Renk re designed the aft end of the pinion by adding another bearing and adopting a new bolt locking device ( Which we initiated on the ship during repairs ) The net result was that the re design was never fitted ; we just used our own bolt locking system and continued with our " Clutch Drill " mentioned in an earlier thread and the system ran trouble free for the reat of the vessels working lives .

Clue the "root Cause " was the bolt locking device on the original design and the amount of allowable clearance on the pinion roller bearings . Free beer if anyone knows the answer before I post the Explosion .


Regards Derek

Tony Selman
12th April 2008, 17:37
Don, is correct in what he says and I have some recollection of all of those events but I am certain that there was some form of engine room/gearbox problem on passage from Philly to NY immediately after we joined in September 69. I am not sure even then that I could have described it to you adequately (certainly not up to Derek's standards) but I am certain it happened and we spent an extra 5 days in Brooklyn getting it fixed. I remember vividly being dragged out of my pit in the middle of the night to send a message to Brocks HO and getting through to Portishead Radio first time, which is not something that happened every time from the US coast, mind you I wasn't usually up at that time of night. We did have quite a lot of blackouts crossing the Pacific before Don joined (although not quite up to Lucigen standards) and it is possible that the problem between Philly and NY was a blackout but I have got it stuck in my mind it was some form of gearbox problem, but then I don't suppose we would have spent an extra 5 days alongside a pier in Brooklyn recovering from a blackout?

Derek Roger
12th April 2008, 22:49
On a lighter note during sea trials on Mahsud one of the engineers Alan Atack I think noticed an unmarked button adjacent to the controls and inquired as to its purpose . Geoff Guest was there as were all the test and trials team from the yard . Out came all the drawings and after much deliberation Geoff said well theres one way to find out !! " Engine room was put on stand bye " and the subject button pushed . Nothing happened so it was tried a couple of more times and then a Seward arrived somewhat out of breath and addresses the Captain " You Rang Sir ??? "

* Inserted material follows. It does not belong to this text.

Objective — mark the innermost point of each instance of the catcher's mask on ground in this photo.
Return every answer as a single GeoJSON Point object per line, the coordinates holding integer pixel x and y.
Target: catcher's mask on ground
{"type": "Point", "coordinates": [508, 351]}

Apparently the Old Man had managed to get a freebe from the yard to have a call hooked up from the Bridge to The Galley . ( hence it was not recorded anywhere and there was no drawing .)

Happy Days

John Ringrose
2nd June 2008, 11:51
I sailed on the Maihar 2 in 1973 / early 74. George Symonds was the Old Man. Mate was some nutter from Port Line - Mike something or other. 2/0 was Tony May. For ever breaking down at that time. 2nd Eng was Dave Wiley who was with his wife Sue. 4/Eng was Mike Price also with wife Gill. Purser was Dave Mercer - should think he is long dead now he was alcoholic then.